Hace 200 años desde que Napoleón Bonaparte sentenciará proféticamente con su dedo sobre un punto del mapamundi: “aquí reposa un gigante dormido, dejadlo dormir, porque cuando despierte el mundo temblara.” China ha despertado y convertido en la segunda potencia económica que esta por sobrepasar a Estados Unidos. Sin duda alguna, las grandes corrientes de mercancías que producen mayor transporte y tráfico marítimo, y la división del trabajo global conducen a la interrelación económica del mundo; a tal punto que China, es la fábrica del mundo, produciendo 80% de artículos a precios favorables y competitivos. 

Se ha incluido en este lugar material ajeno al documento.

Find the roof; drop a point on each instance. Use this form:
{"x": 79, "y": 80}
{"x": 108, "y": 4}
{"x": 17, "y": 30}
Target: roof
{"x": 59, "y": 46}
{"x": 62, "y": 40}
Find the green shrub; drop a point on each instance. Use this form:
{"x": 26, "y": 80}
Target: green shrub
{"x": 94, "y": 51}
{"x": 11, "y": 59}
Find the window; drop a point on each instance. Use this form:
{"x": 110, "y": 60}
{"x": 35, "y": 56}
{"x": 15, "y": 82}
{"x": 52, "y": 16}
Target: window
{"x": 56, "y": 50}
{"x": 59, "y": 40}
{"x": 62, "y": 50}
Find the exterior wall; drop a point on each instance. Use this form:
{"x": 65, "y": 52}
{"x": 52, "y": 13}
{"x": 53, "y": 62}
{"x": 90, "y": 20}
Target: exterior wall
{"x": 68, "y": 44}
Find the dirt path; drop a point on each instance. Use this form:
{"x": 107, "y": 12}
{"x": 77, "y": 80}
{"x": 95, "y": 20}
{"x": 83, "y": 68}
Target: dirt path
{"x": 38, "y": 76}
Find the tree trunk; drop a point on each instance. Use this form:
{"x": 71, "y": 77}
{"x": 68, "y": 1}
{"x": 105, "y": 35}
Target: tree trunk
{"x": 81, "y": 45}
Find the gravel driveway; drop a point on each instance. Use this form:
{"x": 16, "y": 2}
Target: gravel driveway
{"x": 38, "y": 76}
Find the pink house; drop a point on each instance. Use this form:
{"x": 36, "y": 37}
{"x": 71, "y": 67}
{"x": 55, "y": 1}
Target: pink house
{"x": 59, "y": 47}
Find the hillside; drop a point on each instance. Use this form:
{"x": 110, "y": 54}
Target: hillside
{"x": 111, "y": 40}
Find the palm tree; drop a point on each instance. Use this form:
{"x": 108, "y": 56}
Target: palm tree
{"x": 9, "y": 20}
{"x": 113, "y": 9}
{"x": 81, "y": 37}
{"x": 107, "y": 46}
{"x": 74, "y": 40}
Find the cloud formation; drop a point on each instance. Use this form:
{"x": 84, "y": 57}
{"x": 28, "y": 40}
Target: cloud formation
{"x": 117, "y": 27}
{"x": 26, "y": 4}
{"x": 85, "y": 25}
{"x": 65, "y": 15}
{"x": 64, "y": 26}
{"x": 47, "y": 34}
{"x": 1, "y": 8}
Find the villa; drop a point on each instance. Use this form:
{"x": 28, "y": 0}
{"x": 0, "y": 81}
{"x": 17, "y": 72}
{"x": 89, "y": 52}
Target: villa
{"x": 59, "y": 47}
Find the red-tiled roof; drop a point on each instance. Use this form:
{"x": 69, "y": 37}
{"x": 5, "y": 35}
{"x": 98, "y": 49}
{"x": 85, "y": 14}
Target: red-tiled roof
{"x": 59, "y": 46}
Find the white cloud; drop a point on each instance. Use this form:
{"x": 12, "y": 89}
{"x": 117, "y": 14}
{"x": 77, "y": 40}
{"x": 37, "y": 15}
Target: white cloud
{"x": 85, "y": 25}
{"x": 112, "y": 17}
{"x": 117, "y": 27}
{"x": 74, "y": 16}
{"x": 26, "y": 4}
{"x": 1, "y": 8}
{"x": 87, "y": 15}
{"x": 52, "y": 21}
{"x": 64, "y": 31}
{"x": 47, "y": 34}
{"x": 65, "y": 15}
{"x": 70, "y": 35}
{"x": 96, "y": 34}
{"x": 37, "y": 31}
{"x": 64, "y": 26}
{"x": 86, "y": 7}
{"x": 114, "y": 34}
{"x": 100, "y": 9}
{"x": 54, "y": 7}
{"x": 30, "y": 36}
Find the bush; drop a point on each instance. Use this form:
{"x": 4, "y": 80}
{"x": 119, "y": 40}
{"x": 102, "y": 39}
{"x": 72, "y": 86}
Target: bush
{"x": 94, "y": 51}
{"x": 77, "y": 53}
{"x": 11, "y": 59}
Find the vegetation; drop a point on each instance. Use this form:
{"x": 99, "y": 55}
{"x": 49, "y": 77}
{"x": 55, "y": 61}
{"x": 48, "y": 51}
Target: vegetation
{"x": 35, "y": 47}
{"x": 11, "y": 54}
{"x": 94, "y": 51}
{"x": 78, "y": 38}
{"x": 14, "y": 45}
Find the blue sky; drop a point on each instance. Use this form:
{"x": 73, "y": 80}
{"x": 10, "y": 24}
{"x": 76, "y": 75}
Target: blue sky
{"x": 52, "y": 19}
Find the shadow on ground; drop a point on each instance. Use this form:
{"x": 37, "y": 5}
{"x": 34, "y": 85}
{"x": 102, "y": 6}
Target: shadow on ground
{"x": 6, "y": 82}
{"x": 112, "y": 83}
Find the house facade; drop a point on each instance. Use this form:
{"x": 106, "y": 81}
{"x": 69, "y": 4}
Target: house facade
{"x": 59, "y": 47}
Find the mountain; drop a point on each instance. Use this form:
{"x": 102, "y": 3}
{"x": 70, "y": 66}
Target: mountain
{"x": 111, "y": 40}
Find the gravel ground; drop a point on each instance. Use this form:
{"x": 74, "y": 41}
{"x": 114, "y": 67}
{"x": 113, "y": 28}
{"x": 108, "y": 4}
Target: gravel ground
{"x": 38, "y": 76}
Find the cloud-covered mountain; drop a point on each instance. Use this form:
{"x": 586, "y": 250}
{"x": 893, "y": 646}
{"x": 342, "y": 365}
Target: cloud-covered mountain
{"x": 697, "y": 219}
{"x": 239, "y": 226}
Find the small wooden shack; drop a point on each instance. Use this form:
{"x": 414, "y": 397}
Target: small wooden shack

Los gurús del capitalismo perfilan al Yuan como la moneda de cambio que podría dejar atrás al dólar estadounidense, actualmente Brasil, Argentina están entre los 20 selectos países que usan directamente el Yuan para transferencia comerciales con el gigante rojo. El mundo vive el despertar del epicentro de la producción mundial, que carga parte de la deuda pública de Estados Unidos y países europeos. Incluso XiJinPing, jefe de estado chino ha definido el momento que vive su país, como el sueño chino, aludiendo al creciente movimiento de extranjeros hacia tierras chinas en busca de oportunidades y negocios.

El mercado más grande del mundo crece a un promedio anual de importación superior al 15%, y cuenta con una población de 1.350 millones de habitantes distribuidos en una población rural que ha pasado del 71% a 64% y una urbana de 29% a 36% ha concentrado a la clase media más poderosa en la zona oriental sobre la costa de los mares de China meridional y oriental. Este desarrollo puede traer oportunidades para pequeños y medianos empresarios panameños, dispuestos a  participar de este acontecimiento económico.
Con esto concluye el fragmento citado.